Bush takes heat on slow response to climate change
President Bush came under fire this week for failing to do enough to stem the growth of climate change–causing pollution. In an attempt to quell criticism that the U.S. is dragging its feet on the issue, Bush on Wednesday announced a "long-term" goal to reduce greenhouse gas emissions by 2025 and to boost investment in alternative energy sources—from nuclear and "clean" coal to renewable solar and wind power. World and environmental leaders were not impressed. A Chinese official called the plan too little, too late and Germany's environment minister, Sigmar Gabriel, called it "losership, not leadership." Eileen Claussen, president of the Pew Center on Global Climate Change agreed. "The only good news is that this is irrelevant—both in the U.S. and globally—because this administration has only nine months left in office," she said, "and we have three presidential candidates who will take this issue seriously." (Der Spiegel, AP)

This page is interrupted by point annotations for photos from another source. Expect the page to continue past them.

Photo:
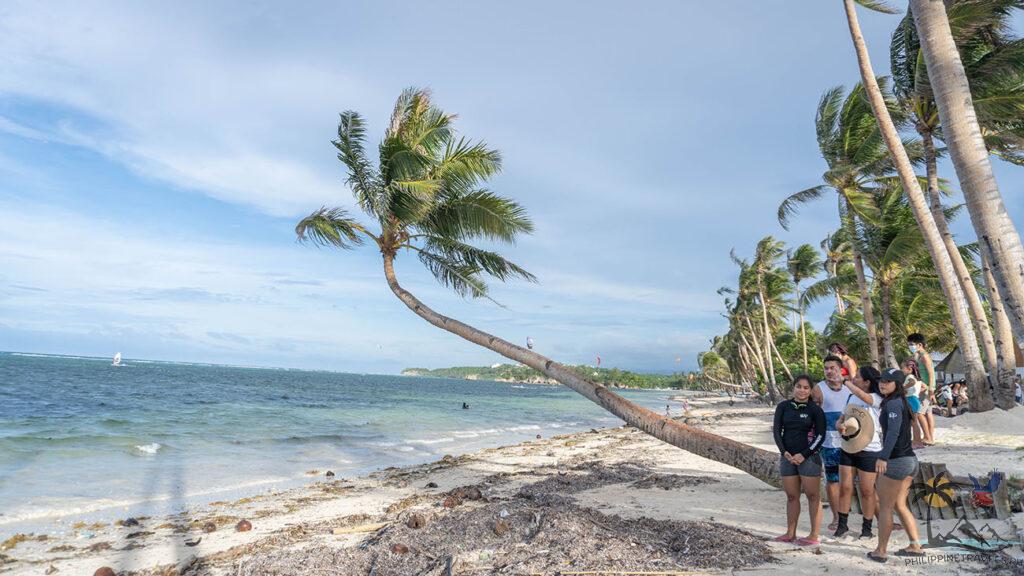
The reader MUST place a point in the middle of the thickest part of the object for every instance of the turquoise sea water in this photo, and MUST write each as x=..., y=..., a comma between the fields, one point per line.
x=80, y=438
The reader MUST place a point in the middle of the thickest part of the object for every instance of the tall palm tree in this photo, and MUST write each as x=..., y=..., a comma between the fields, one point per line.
x=858, y=164
x=981, y=399
x=977, y=27
x=425, y=197
x=890, y=248
x=998, y=237
x=803, y=264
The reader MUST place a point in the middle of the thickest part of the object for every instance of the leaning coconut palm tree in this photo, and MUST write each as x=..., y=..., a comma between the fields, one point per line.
x=993, y=62
x=981, y=399
x=425, y=197
x=999, y=239
x=858, y=164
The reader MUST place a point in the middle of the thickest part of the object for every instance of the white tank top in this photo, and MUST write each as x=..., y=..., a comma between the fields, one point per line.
x=833, y=404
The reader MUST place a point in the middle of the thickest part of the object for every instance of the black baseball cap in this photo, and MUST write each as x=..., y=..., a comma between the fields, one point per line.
x=893, y=375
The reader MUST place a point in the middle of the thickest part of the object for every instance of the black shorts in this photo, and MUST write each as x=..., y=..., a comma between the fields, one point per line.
x=862, y=460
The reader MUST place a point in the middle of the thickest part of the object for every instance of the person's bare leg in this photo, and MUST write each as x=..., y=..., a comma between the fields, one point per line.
x=888, y=489
x=909, y=523
x=812, y=487
x=791, y=484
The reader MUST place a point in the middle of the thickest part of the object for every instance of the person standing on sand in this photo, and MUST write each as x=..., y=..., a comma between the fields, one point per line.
x=864, y=394
x=832, y=396
x=799, y=430
x=915, y=342
x=896, y=466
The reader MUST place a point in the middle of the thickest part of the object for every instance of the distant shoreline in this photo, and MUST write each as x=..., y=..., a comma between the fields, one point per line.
x=612, y=378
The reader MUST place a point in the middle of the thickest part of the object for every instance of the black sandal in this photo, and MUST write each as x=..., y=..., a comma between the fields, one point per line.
x=878, y=559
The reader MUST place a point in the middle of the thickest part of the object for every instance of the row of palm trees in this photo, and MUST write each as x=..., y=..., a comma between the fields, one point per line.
x=873, y=139
x=425, y=195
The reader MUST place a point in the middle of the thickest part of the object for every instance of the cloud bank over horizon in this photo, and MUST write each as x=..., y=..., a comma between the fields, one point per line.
x=154, y=160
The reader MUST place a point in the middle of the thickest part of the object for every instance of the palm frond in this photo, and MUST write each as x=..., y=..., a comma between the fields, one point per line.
x=471, y=257
x=477, y=214
x=330, y=227
x=788, y=206
x=878, y=6
x=351, y=151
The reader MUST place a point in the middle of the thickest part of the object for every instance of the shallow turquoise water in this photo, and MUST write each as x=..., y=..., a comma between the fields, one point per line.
x=82, y=439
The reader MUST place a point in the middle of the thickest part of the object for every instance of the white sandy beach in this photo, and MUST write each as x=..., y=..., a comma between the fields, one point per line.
x=606, y=474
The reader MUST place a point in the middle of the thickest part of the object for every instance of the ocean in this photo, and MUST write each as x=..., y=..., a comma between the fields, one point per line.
x=83, y=440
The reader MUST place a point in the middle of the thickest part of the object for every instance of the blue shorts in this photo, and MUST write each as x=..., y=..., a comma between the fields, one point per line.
x=914, y=403
x=830, y=457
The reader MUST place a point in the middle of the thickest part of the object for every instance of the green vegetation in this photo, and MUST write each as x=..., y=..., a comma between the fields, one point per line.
x=603, y=376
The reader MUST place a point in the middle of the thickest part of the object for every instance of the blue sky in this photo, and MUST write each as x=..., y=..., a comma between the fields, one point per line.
x=155, y=157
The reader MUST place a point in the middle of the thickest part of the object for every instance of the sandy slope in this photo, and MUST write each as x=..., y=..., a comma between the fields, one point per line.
x=289, y=524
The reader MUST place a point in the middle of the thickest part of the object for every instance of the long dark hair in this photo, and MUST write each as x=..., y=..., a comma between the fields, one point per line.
x=871, y=374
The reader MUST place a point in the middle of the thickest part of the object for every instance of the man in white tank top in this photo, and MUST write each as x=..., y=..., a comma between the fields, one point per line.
x=833, y=397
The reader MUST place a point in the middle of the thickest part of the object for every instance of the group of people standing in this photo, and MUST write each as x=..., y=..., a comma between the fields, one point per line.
x=858, y=422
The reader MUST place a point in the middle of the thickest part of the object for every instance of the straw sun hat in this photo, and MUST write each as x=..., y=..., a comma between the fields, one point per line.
x=859, y=428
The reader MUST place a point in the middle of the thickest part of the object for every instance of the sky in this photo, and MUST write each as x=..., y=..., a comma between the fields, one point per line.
x=156, y=157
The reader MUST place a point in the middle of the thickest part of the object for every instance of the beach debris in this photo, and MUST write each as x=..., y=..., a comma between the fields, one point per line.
x=13, y=541
x=360, y=528
x=416, y=521
x=467, y=493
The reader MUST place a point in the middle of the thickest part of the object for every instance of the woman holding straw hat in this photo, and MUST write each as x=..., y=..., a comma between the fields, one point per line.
x=799, y=429
x=860, y=448
x=896, y=466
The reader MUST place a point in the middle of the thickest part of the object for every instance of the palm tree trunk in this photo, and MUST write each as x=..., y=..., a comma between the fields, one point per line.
x=1006, y=356
x=767, y=334
x=803, y=337
x=887, y=333
x=995, y=231
x=760, y=463
x=781, y=361
x=981, y=399
x=975, y=307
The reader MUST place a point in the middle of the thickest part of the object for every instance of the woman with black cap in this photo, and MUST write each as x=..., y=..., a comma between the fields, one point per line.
x=896, y=466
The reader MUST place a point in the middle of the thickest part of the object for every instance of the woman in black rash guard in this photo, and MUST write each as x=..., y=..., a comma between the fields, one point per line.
x=799, y=432
x=896, y=466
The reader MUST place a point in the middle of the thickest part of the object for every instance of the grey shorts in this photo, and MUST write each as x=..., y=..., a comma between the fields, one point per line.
x=811, y=467
x=899, y=468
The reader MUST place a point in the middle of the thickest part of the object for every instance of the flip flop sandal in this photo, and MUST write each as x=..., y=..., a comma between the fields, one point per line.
x=878, y=559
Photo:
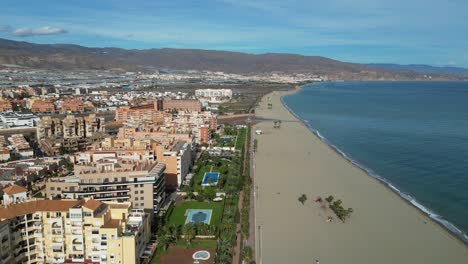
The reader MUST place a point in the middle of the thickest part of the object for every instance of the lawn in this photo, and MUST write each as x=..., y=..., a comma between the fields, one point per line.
x=196, y=243
x=178, y=214
x=240, y=141
x=197, y=179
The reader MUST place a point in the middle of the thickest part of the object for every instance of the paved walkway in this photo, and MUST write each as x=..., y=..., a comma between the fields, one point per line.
x=236, y=251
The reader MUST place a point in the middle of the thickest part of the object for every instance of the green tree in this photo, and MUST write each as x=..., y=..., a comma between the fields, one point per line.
x=247, y=254
x=188, y=231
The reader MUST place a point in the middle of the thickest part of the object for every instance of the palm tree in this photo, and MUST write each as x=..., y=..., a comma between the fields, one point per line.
x=188, y=231
x=302, y=198
x=247, y=254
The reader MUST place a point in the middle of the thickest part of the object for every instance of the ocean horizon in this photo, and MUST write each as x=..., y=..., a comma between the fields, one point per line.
x=412, y=136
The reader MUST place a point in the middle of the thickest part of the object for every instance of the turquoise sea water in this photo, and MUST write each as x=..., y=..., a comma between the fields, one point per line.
x=412, y=135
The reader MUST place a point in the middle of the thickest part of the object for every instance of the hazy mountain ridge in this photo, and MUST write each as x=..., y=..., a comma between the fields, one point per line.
x=424, y=69
x=75, y=57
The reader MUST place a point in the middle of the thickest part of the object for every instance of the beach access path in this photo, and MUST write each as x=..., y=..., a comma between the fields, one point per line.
x=291, y=161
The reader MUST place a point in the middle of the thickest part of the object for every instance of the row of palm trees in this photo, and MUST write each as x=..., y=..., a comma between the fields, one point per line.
x=337, y=208
x=170, y=234
x=227, y=233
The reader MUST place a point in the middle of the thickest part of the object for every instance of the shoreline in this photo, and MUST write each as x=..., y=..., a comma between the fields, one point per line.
x=438, y=219
x=383, y=229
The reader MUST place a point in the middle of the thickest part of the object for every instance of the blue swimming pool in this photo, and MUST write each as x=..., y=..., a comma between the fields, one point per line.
x=198, y=216
x=210, y=177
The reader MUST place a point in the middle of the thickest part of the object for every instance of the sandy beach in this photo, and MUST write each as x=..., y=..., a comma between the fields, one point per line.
x=291, y=161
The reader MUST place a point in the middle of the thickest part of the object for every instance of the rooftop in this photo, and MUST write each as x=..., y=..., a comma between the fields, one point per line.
x=30, y=207
x=14, y=189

This is your pain on dope: Study confirms marijuana's soothing effect
University of California, Davis, researchers report in the online edition of the Journal of Pain that they confirmed that pot can ease pain caused by nerve damage. The scientists asked 38 patients suffering neuropathic (nerve damage) pain from diabetes, spinal injury, multiple sclerosis and other causes to take hits on joints that were placebos or contained THC (tetrahydrocannabinol, the active ingredient in marijuana that binds to specific brain receptors called cannabinoids). Those who toked on the THC-laced cigs reported dramatic relief that lasted over five hours. Researchers Barth Wilsey and colleagues said the side effects "were relatively inconsequential" and "psychoactive effects were minimal and well-tolerated." The results were released on the same day that Rep. Barney Frank (D–Mass.) introduced legislation that calls for dropping federal criminal penalties for the possession of up to 100 grams (3.5 ounces) of marijuana and for the not-for-profit transfer of up an ounce of weed. "Congressman Frank's bill represents a major step toward sanity in federal marijuana policy,'' said Aaron Houston, government relations director of the Marijuana Policy Project in Washington, D.C. "The decades-long federal war on marijuana protects no one and, in fact, has ruined countless lives. Most Americans do not believe that simple possession of a small amount of marijuana should be a criminal matter, and it's time Congress listened to voters."